Aber alle schnittigen Gehäuse-Fronten oder so sind aus Plastik...
Und nein, ich finde LianLi und alles andere, was genauso aussieht nicht schnittig.
Ich will weg von den Kasten, hin zum stylischen, alienhaften, solange die PC's noch als Gerät da stehen und nicht in den Bildschrimen eingebaut sind.


----------



## Dr Bakterius (27. November 2010)

Dann nimm doch so etwas wie ein HTPC Gehäuse, zwar nicht gerade billig abe rman hätte keinen Kasten aber auch keinen eingetretenen Trabant


----------



## Nobody 2.0 (27. November 2010)

Naja das Gehäuse ist geschmacks sache. Ich mag solche Plastik teile nicht.
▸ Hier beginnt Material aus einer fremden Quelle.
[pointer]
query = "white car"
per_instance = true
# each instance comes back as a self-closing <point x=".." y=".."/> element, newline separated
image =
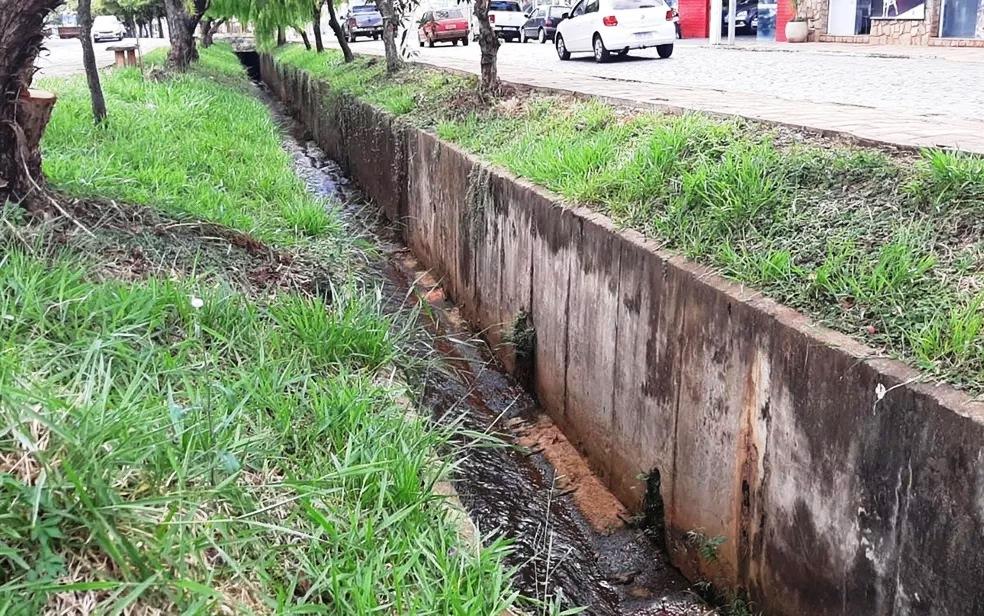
<point x="107" y="28"/>
<point x="606" y="27"/>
Bein mir muss da was stehen was auch mal nen Fustritt aushält und nicht gleich ein Window inside hat.

Aber denoch. solche ähnlichen gehäuse gibt es auch in der Bucht etc. Ich würde lieber zu eigenbau raten. Und wenn das Teil nur zum zocken genutzt wird dann reicht auch nen AMD. Und ein System mit ner 470 und einen AMD 955 mit guten Board zuverlässiger andere HW kommt unter die 999 € da liegt man bei so 800 und hat ein stärkeres System da stehen.


----------



## Pr0t0type (27. November 2010)

Jo da kann ich Nobody 2.0 nur zustimmen.
Hab auch AMD und ist 1a.
Aber ein i7.870 und ne GTX 460 das ist ja pervers!


----------



## quantenslipstream (27. November 2010)

Dann lieber i5 und eine GTX 470.


----------



## Pr0t0type (27. November 2010)

Ja mit nem I7-870 kannst ja N SLI mit 4 GTX 460 betreiben xD


----------



## Nobody 2.0 (27. November 2010)

quantenslipstream schrieb:


> Dann lieber i5 und eine GTX 470.



Ich denk das kann man machen wie man will. Beides ist eine möglichkeit wenngleich man mit nen AMD System etwas günstiger wegkommt. Dafür ist eben Intel nen klein wenig besser aber im Siel merkt man mehr von einer Guten Graka als von einer CPU.


----------



## quantenslipstream (27. November 2010)

Du kannst auch einen 955 kaufen und dazu eine GTX 470, aber bevor ich i7 860 und GTX 460 nehme (und unbedingt Intel haben will), würde ich eher i5 nehmen und GTX 470. Ist so gesehen am Ende der gleiche Preis, aber mit dem i5 System hat man mehr Spieleleistung.


----------



## -Masterchief- (28. November 2010)

quantenslipstream schrieb:


> Nö, in den Komplett Teilen sind immer brauchbare OEM Netzteile drin, wie Fortron, FSP, Delta oder so, die NTs sind genau für die Hardware abgestimmt und man sollte daher auch nicht zuviel umrüsten.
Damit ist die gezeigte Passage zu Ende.